We add the numerator and just swap the left and right sides of the mixing equation (typically we want the unknown on the left):

$$\large c=\frac{230}{900}$$

This is our final volume fraction. If we want to get a ratio, we calculate 230 divided by 900:

$$\large\frac{230}{900}=0{,}255555…$$

We get the percentage expression by multiplying this ratio by 100 to get approximately 25.5%. The resulting solution will have a concentration of approximately 25.5% or have approximately 25.5 ml of ethanol per 100 ml.

## What should we dilute to get the desired solution?

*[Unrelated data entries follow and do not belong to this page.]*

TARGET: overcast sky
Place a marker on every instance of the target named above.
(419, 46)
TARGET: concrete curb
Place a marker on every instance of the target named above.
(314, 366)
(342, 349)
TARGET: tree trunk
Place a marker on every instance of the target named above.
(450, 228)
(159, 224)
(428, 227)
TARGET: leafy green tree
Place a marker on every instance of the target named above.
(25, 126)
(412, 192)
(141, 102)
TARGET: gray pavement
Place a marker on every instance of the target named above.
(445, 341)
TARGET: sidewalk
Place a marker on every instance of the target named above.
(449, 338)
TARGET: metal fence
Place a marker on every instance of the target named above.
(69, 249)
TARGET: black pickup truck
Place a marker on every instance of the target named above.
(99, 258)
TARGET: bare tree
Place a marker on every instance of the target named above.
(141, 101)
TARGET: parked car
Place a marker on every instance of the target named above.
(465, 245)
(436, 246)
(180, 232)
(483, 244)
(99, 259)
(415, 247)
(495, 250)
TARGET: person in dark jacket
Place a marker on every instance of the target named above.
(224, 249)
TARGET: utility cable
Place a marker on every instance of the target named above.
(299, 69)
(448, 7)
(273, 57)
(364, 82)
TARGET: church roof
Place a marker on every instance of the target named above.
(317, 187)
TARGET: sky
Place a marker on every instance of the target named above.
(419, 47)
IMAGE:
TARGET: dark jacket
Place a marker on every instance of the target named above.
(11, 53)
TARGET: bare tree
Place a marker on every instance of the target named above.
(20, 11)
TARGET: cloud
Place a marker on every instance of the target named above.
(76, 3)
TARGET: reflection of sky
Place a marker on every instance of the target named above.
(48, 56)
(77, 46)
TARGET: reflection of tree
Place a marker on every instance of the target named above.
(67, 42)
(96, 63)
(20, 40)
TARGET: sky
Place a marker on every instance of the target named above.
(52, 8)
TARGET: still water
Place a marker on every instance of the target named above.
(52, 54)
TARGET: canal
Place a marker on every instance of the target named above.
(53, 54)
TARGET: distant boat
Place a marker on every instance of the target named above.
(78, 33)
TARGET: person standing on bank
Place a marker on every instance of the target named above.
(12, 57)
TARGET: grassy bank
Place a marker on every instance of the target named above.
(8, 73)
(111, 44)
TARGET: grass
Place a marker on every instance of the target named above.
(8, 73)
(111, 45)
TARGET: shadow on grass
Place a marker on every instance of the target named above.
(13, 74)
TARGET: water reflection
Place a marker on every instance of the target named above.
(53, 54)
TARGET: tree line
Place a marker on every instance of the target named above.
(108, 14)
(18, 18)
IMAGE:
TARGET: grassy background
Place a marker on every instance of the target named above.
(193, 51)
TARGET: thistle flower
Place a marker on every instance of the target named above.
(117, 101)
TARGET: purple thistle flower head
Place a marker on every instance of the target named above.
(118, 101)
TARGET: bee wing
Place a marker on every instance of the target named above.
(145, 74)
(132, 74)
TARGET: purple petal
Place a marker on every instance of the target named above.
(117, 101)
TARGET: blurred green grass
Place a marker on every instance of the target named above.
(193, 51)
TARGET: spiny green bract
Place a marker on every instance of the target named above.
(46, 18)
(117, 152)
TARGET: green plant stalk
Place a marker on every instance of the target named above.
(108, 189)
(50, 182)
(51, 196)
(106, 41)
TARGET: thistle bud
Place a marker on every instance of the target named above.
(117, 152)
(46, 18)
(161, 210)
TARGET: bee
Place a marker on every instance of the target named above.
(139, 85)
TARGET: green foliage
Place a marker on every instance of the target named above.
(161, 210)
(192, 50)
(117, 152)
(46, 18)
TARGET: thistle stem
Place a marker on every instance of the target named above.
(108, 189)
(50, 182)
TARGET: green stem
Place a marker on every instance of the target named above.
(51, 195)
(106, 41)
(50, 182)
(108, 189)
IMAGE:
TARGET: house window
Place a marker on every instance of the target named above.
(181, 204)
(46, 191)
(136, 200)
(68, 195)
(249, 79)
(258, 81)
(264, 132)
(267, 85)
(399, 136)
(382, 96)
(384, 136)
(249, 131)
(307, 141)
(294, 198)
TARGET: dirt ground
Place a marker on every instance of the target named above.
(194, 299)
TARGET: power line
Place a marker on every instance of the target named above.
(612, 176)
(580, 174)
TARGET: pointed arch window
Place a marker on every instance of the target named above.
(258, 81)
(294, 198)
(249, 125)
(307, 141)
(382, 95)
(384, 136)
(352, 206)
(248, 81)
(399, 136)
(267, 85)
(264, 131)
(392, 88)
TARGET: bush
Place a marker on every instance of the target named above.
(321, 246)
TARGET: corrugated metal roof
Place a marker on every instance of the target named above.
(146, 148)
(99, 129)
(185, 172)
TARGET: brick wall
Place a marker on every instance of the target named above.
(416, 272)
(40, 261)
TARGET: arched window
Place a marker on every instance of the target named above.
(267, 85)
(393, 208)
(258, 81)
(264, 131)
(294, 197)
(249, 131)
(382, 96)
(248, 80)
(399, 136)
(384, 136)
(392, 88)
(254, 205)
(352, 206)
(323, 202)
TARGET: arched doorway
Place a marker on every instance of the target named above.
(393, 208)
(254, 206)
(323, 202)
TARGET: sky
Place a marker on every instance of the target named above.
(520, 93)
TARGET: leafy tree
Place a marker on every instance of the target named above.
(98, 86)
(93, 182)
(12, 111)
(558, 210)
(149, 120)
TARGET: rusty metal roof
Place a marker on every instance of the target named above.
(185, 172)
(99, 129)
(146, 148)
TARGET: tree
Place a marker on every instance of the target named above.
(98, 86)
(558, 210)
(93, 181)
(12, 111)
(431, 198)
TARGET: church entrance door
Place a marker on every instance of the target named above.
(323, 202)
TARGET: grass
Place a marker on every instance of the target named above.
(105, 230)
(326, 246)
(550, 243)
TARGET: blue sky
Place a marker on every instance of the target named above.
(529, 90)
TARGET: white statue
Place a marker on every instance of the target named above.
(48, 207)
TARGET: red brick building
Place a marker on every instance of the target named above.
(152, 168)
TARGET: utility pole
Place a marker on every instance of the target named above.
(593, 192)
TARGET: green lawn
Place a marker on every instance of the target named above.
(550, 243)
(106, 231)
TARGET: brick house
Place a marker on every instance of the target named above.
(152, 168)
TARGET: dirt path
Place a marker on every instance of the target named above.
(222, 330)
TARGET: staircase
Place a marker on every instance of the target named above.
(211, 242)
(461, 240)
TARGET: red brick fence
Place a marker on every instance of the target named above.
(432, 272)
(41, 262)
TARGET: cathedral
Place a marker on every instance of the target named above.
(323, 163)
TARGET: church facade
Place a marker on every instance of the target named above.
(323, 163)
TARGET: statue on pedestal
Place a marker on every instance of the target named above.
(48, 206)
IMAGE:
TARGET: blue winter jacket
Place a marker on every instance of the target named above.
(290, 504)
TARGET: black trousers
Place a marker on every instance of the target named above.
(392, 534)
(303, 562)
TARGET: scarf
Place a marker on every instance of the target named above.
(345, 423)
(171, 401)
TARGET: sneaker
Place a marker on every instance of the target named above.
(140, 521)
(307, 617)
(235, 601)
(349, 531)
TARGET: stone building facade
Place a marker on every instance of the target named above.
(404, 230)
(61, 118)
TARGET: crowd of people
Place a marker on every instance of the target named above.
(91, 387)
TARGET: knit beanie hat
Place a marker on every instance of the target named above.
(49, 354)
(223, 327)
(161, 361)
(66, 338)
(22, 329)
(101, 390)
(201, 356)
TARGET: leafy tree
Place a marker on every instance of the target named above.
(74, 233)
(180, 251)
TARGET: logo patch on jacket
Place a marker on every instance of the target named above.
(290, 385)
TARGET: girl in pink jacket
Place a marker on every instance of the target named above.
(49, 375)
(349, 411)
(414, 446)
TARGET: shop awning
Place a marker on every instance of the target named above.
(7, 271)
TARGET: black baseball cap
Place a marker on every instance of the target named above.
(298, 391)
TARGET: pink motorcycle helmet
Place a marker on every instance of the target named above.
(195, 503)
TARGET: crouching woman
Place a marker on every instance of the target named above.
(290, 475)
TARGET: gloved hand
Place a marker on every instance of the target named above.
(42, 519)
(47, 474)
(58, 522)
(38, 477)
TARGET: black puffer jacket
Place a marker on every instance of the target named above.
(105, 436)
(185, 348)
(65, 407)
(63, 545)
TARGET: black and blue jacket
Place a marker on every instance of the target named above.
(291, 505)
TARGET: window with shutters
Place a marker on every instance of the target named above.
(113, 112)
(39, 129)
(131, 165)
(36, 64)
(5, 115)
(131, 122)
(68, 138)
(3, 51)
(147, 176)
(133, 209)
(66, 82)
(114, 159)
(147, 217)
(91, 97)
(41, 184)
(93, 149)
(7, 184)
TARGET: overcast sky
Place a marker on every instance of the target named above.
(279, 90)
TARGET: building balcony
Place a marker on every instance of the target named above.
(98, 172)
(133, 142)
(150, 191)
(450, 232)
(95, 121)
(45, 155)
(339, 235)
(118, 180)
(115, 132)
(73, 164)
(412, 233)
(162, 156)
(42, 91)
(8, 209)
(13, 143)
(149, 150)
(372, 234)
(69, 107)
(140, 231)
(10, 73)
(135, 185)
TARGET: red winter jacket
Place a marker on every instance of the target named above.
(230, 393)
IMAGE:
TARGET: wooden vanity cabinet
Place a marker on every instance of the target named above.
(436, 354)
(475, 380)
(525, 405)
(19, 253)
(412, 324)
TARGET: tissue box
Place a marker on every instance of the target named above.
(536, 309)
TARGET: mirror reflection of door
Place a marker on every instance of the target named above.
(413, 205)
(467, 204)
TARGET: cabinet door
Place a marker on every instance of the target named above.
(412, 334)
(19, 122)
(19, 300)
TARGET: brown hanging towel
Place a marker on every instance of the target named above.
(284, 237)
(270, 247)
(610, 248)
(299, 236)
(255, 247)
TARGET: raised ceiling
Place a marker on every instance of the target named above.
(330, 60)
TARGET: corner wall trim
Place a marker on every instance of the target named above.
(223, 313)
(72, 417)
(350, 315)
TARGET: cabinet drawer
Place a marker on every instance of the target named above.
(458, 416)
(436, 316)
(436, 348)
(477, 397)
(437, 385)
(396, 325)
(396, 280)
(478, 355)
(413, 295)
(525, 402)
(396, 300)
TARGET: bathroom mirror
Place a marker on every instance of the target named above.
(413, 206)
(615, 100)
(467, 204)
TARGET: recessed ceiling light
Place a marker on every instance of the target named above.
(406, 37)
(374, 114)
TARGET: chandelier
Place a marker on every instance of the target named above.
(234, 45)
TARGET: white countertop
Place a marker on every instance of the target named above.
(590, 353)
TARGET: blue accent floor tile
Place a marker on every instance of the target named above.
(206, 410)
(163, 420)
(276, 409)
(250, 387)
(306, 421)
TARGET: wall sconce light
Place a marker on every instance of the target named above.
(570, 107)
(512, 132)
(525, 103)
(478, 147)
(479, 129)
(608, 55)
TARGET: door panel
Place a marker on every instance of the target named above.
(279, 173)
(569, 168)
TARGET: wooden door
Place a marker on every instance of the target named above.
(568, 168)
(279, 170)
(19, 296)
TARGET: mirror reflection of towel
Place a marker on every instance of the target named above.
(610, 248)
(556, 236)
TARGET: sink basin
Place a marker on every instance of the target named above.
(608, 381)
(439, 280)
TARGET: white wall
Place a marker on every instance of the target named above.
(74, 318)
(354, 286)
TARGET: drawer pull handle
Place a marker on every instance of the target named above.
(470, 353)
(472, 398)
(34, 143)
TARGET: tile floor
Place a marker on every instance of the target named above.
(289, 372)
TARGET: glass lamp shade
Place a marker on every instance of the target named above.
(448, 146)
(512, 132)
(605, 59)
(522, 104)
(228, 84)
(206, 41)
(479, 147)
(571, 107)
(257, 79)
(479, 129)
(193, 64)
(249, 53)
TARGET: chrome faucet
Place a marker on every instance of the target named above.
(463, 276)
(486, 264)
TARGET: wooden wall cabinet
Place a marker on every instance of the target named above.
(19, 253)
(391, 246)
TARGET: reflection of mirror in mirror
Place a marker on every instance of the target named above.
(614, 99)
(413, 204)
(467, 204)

But we may also need to find out a slightly different question. Again, let's have a 500ml solution that contains 30% ethanol and a second solution that contains 55% ethanol. How many ml of the second solution do we need to mix with the first to get a 40% solution? Again, we use the mixing equation

$$\large c_1\cdot V_1+c_2\cdot V_2=c\cdot (V_1 + V2)$$

The only unknown for us is V_{2}, we know everything else. Unlike the previous case, we know $c = \frac{40}{100}$, because we know what solution we want to mix. We plug the known values into the mixing equation:

$$\large \frac{30}{100}\cdot500+\frac{55}{100}\cdot V_2=\frac{40}{100}(500+V_2)$$

Multiply the whole equation by 100:

$$\large 30\cdot500+55\cdot V_2=40\cdot(500+V_2)$$

Calculate the product on the left side and multiply the parenthesis on the right side:

$$\large 15\ 000+55\cdot V_2=40\cdot500+40\cdot V_2$$

Subtract 15 000 from both sides of the equation:

$$\large 55\cdot V_2=40\cdot500+40\cdot V_2-15\ 000$$

Subtract 40 · V_{2} from both sides of the equation:

$$\large 55\cdot V_2-40\cdot V_2=40\cdot500-15\ 000$$

Add/subtract what we can:

$$\large 15\cdot V_2=20\ 000-15\ 000$$

Subtract the right side:

$$\large 15\cdot V_2=5\ 000$$

Divide both sides of the equation by 15:

$$\large V_2=\frac{5\ 000}{15}=333{,}333…$$

So, we need to add about 333 ml (one-third of a liter) of the second 55% solution to get a 40% solution. We can check that we have calculated correctly. The first 500ml solution contained 30% ethanol, which means it contained 150ml of ethanol. If we add 333 ml of the second 55% solution, it contains 183 ml of ethanol. As a result, we got a solution of 500 ml + 333 ml, which is 833 ml, which contains 150 ml + 183 ml which is 333 ml of ethanol. If we calculate the proportion

$$\frac{333}{833}\approx 0{,}4$$

We got (after rounding) a 40% solution of ethanol and water.